Artificial intelligent assistant

caffre

caffre
  (ˈkɑːfə(r), -æ-)
  Forms: 6 cafar, 6–7 caffare, 7 cafre, coffery, 8 coffrie, -ree, -re, 9 caffree, 8–9 cafer, caffer, caffre: see also kaffir.
  [ad. Arab. kāfir infidel, impious wretch, one who does not recognize the blessings of God, f. kafara to cover up, conceal, deny.]
   1. A word meaning ‘infidel’, applied by the Arabs to all non-Muslims, and hence to particular tribes or nations. More accurately kafir.

1680 Taverner's Relat. of Tunquin 86 The Cafer seeing his Child white, would have immediately fallen upon his Wife and strangled her. 1698 Fryer Acc. E. India & Pers. 91 (Y.) Why he suffers..this Coffery (Unbeliever) to vaunt it thus. 1799 Sir T. Munro Lett. in Life I. 221 (Y.) He [Tippoo]..was to drive the English Caffers out of India. 1804 Duncan Mariner's Chron. I. 297 He..put me in imminent danger of my life, by telling the natives that I was a Caffer, and not a Mussulman. 1812 A. Plumtre Lichtenstein's S. Africa I. 241 Being Mahommedans, they gave the general name of Cafer (Liar, Infidel) to all the inhabitants of the coasts of Southern Africa. 1817 Keatinge Trav. I. 250 A Moor will..point his musquet at, the women abuse, and the children pursue the caffre (infidel), the generic term for Christian here.
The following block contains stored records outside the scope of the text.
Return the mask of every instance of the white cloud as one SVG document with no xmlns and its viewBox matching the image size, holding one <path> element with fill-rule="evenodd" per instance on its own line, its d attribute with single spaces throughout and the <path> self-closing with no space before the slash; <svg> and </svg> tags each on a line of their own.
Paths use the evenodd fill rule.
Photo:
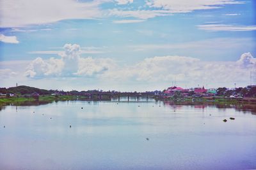
<svg viewBox="0 0 256 170">
<path fill-rule="evenodd" d="M 237 15 L 240 15 L 241 13 L 226 13 L 226 14 L 223 14 L 222 15 L 224 16 L 237 16 Z"/>
<path fill-rule="evenodd" d="M 118 4 L 126 4 L 129 3 L 132 3 L 133 0 L 115 0 Z"/>
<path fill-rule="evenodd" d="M 146 20 L 156 17 L 172 15 L 173 13 L 220 8 L 225 4 L 244 3 L 244 1 L 234 0 L 146 0 L 145 1 L 145 6 L 147 6 L 154 10 L 129 10 L 115 8 L 109 10 L 109 15 Z"/>
<path fill-rule="evenodd" d="M 93 59 L 80 57 L 81 48 L 76 44 L 66 44 L 64 52 L 58 52 L 61 59 L 43 60 L 40 57 L 33 60 L 28 66 L 25 76 L 30 78 L 45 76 L 90 76 L 101 74 L 115 67 L 109 59 Z"/>
<path fill-rule="evenodd" d="M 95 18 L 99 5 L 108 0 L 82 3 L 74 0 L 2 0 L 1 27 L 44 24 L 67 19 Z"/>
<path fill-rule="evenodd" d="M 108 87 L 107 84 L 113 84 L 112 82 L 117 85 L 131 83 L 136 86 L 136 89 L 141 89 L 139 86 L 147 83 L 148 89 L 142 90 L 151 89 L 150 85 L 154 85 L 154 88 L 159 86 L 159 89 L 164 88 L 163 85 L 170 85 L 174 80 L 179 85 L 184 87 L 185 85 L 195 87 L 198 83 L 202 85 L 208 84 L 208 87 L 228 87 L 235 82 L 239 86 L 245 86 L 250 81 L 250 72 L 256 71 L 256 58 L 250 53 L 242 54 L 237 61 L 202 61 L 186 56 L 161 56 L 146 58 L 135 64 L 120 65 L 110 59 L 81 57 L 79 49 L 79 46 L 67 45 L 60 59 L 43 60 L 37 58 L 31 62 L 26 75 L 33 78 L 23 80 L 24 83 L 26 81 L 31 81 L 29 80 L 48 81 L 50 78 L 54 81 L 51 78 L 56 78 L 71 81 L 78 77 L 90 77 L 92 87 L 97 86 L 95 82 L 101 81 L 106 83 L 104 88 L 109 89 L 113 89 L 113 87 Z M 1 77 L 4 76 L 4 80 L 11 78 L 10 75 L 17 77 L 12 70 L 17 73 L 15 67 L 12 70 L 0 70 Z M 157 83 L 159 81 L 161 85 Z M 75 84 L 77 83 L 82 85 L 84 83 L 82 81 Z M 104 85 L 104 83 L 101 85 Z M 99 87 L 100 87 L 104 88 Z M 125 89 L 125 87 L 122 89 Z"/>
<path fill-rule="evenodd" d="M 19 43 L 16 36 L 6 36 L 4 34 L 0 34 L 0 41 L 12 44 L 17 44 Z"/>
<path fill-rule="evenodd" d="M 145 20 L 113 20 L 113 23 L 115 24 L 130 24 L 130 23 L 138 23 L 145 21 Z"/>
<path fill-rule="evenodd" d="M 225 85 L 234 82 L 248 82 L 246 75 L 256 69 L 256 59 L 243 53 L 237 62 L 205 62 L 182 56 L 147 58 L 134 66 L 129 66 L 109 74 L 116 78 L 135 78 L 148 82 L 170 82 L 175 79 L 190 84 L 212 83 Z"/>
<path fill-rule="evenodd" d="M 241 4 L 235 0 L 147 0 L 150 7 L 170 10 L 173 13 L 186 13 L 195 10 L 221 8 L 224 4 Z"/>
<path fill-rule="evenodd" d="M 240 59 L 237 61 L 237 63 L 239 64 L 243 67 L 253 67 L 254 66 L 255 69 L 256 69 L 256 59 L 250 52 L 242 54 Z"/>
<path fill-rule="evenodd" d="M 200 29 L 209 31 L 255 31 L 256 25 L 237 25 L 226 24 L 207 24 L 199 25 L 198 27 Z"/>
<path fill-rule="evenodd" d="M 159 16 L 167 16 L 172 15 L 168 10 L 121 10 L 116 8 L 110 10 L 109 15 L 118 16 L 121 17 L 134 17 L 141 20 L 154 18 Z"/>
<path fill-rule="evenodd" d="M 0 69 L 0 78 L 8 78 L 11 76 L 15 76 L 17 73 L 13 72 L 10 69 Z"/>
<path fill-rule="evenodd" d="M 253 41 L 250 38 L 212 38 L 204 40 L 170 44 L 144 44 L 129 46 L 134 51 L 148 51 L 150 50 L 193 49 L 193 51 L 204 50 L 227 50 L 241 48 L 246 43 L 247 46 L 253 46 Z"/>
</svg>

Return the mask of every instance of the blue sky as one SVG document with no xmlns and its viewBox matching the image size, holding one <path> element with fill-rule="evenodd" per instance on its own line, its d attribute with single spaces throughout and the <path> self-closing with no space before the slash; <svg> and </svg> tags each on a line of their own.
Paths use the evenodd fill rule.
<svg viewBox="0 0 256 170">
<path fill-rule="evenodd" d="M 1 87 L 118 90 L 256 83 L 253 1 L 2 0 Z M 255 74 L 255 76 L 254 76 Z"/>
</svg>

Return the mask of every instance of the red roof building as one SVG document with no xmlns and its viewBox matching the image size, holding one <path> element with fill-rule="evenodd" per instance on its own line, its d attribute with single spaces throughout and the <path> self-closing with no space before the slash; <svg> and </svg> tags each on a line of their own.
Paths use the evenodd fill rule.
<svg viewBox="0 0 256 170">
<path fill-rule="evenodd" d="M 207 92 L 207 90 L 204 89 L 204 87 L 203 86 L 203 88 L 195 88 L 194 92 L 195 94 L 204 94 L 206 93 Z"/>
<path fill-rule="evenodd" d="M 167 90 L 164 92 L 164 93 L 167 94 L 173 94 L 175 92 L 180 92 L 182 93 L 185 93 L 188 92 L 188 90 L 187 89 L 184 89 L 179 87 L 173 86 L 168 87 Z"/>
</svg>

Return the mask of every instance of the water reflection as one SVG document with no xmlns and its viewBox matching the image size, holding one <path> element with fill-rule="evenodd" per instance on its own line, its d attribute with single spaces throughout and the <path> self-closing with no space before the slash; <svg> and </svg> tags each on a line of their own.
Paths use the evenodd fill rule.
<svg viewBox="0 0 256 170">
<path fill-rule="evenodd" d="M 181 108 L 180 106 L 191 106 L 195 108 L 204 110 L 207 107 L 216 107 L 218 109 L 234 108 L 239 111 L 245 113 L 251 113 L 253 115 L 256 115 L 256 104 L 214 104 L 214 103 L 202 103 L 196 102 L 182 102 L 175 103 L 173 101 L 164 101 L 164 106 L 168 106 L 172 108 L 173 110 Z"/>
</svg>

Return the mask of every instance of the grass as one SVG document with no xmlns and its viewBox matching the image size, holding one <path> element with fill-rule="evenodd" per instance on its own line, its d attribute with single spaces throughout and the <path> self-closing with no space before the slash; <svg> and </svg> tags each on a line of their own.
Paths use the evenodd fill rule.
<svg viewBox="0 0 256 170">
<path fill-rule="evenodd" d="M 41 103 L 50 103 L 53 101 L 74 101 L 76 100 L 77 97 L 74 96 L 42 96 L 39 97 L 38 100 L 33 97 L 11 97 L 6 98 L 0 98 L 0 106 L 15 104 L 15 105 L 23 105 L 27 104 L 41 104 Z"/>
</svg>

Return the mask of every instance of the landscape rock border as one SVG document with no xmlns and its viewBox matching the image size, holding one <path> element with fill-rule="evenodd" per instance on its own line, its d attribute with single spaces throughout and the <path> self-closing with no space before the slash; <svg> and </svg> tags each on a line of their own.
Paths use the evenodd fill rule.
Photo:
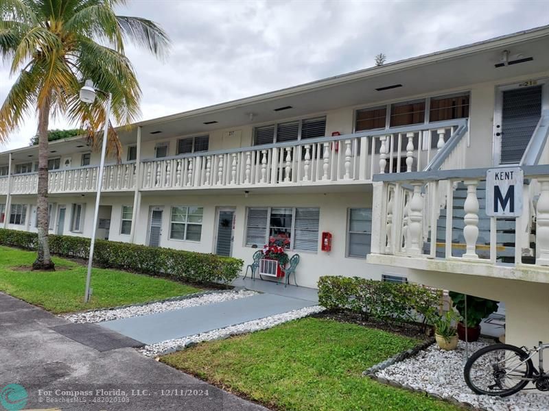
<svg viewBox="0 0 549 411">
<path fill-rule="evenodd" d="M 376 373 L 377 371 L 380 371 L 383 369 L 385 369 L 388 366 L 393 365 L 397 362 L 400 362 L 401 361 L 404 361 L 406 358 L 410 358 L 410 357 L 413 357 L 419 351 L 423 351 L 428 347 L 430 346 L 432 344 L 434 343 L 434 338 L 431 337 L 428 338 L 425 341 L 423 341 L 416 345 L 415 347 L 410 348 L 410 349 L 407 349 L 404 351 L 396 356 L 393 356 L 384 361 L 382 361 L 381 362 L 378 362 L 375 365 L 371 366 L 369 369 L 362 371 L 362 377 L 370 377 L 374 379 L 377 379 Z M 384 384 L 386 384 L 384 383 Z"/>
</svg>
  2. spec. In ordinary Eng. use: A member of a South African race of Blacks belonging to the great Bantu family, and living in the north-east of the Republic of South Africa, in an area formerly known as Caffraria or Caffre-land. Also the name of their language, and used attributively.
  Cust (Modern Languages of Africa II. 298) makes Kafir the general name of his Eastern subdivision of the Southern division of the Bantu family, and includes under it Xhosa, Zulu, and Gwamba; in popular use the term has been generally restricted to the Xhosa, or to these and the Zulu.

1599 Hakluyt Voy. II. i. 242 The Captaine of this castle [Mozambique] hath certaine voyages to this Cafraria..to trade with the Cafars. 1731 Medley Kolben's Cape G. Hope I. 81 The Caffres..are so far from bearing any affinity or resemblance with the Hottentots, that they are a quite different sort of people. 1833 Athenæum 2 Nov. 729 A mission among the Ammakosa, or Kaffers, as they have been erroneously denominated. 1834 Pringle Afr. Sk. xiv. 413 The Caffers are a tall, athletic, and handsome race.

  3. A native of Kafiristan in Asia; see kaffir.
  4. attrib. and in comb. as Caffre-boy, Caffre-slave; Caffre-bread, a South African cycadaceous tree with edible pith; Caffre-corn, one of the names of Indian millet, Sorghum vulgare, cultivated as a cereal in tropical Africa.

1781 India Gaz. No. 19 (Y.) To be sold by Private Sale two Coffree Boys. 1786 tr. Sparrman's Voy. Cape G. Hope II. 10 The colonists call it Caffer-corn. 1800 M. Symes Embassy Ava 10 (Y.) The Caffre slaves, who had been introduced for the purpose of cultivating the lands. 1803 R. Percival in Naval Chron. X. 27 Which was the case with a Caffree boy. 1866 Treas. Bot. 450 Encephalartos..the interior of the trunk, and the centre of the ripe female cones, contains a spongy farinaceous pith, made use of by the Caffers as food, and hence the trees are called..Caffer-bread.